結論として、FRET/FLIMはタンパク質活性に関する知識を深める便利な方法です。一方で、少なくとも1つの蛍光部分のおかげで、生細胞内の特定のタンパク質の局在を可視化することができます。一方、タンパク質の立体構造の変化を解明することができ、タンパク質の活性化や活性に有益である可能性があります。したがって、FRET/FLIMおよび立体構造FRETバイオセンサーは、生細胞のシグナル伝達経路に従う広範な方法になり、絶妙な時空間分解能を有する可能性を秘めている。

G.B実験を行い、原稿を書いてレビューし、資金を提供し、M.T.は原稿を見直し、支援を提供しました。M.T.は、この原稿に示されている迅速なFLIM測定のためのソリューションを生産するインスコープ会社(フランス)の科学顧問および株主です。インスコープは、原稿のオープンアクセス出版物を部分的にサポートしました。インスコープは、実験設計、データ処理、原稿の執筆に関与していなかった。
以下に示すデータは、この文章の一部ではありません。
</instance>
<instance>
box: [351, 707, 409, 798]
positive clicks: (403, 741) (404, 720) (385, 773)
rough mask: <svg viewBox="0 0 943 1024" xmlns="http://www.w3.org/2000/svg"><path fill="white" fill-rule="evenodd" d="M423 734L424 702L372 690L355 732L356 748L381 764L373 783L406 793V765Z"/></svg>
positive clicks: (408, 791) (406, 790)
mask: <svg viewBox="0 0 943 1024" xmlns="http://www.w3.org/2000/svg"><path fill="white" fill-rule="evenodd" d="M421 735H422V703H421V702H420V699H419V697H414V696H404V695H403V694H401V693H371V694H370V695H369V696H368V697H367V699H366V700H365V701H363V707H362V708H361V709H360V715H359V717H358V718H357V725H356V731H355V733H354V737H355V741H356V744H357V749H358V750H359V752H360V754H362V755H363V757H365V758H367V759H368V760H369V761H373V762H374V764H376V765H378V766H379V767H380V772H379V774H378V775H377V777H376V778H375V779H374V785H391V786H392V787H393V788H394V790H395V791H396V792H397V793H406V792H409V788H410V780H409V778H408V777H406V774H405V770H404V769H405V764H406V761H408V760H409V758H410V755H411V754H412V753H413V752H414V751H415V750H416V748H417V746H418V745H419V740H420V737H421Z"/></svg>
顕微鏡レンヌイメージングセンター(MRic、BIOSIT、レンヌ、フランス)のエンジニアに、アドバイスと助け、特にX.ピンソンの原稿を批判的に読んでくださったことに感謝します。MRicは、フランス国家研究庁(ANR-10-INBS-04)が支援する国家インフラフランスバイオイメージングのメンバーです。この作品は、 センター・ナショナル・デ・ラ・レシェルシュ・サイエンティフィック (CNRS)、 リーグ・コントル・ル・ガン・コミテ・ディレ・エ・ヴィレーヌ、デ・コート・ダルモール・エ・デュ・フィニステール、協会が ラ・レシェルシュ・コントル・ル・ガン(ARC)を G.Bに注ぎます。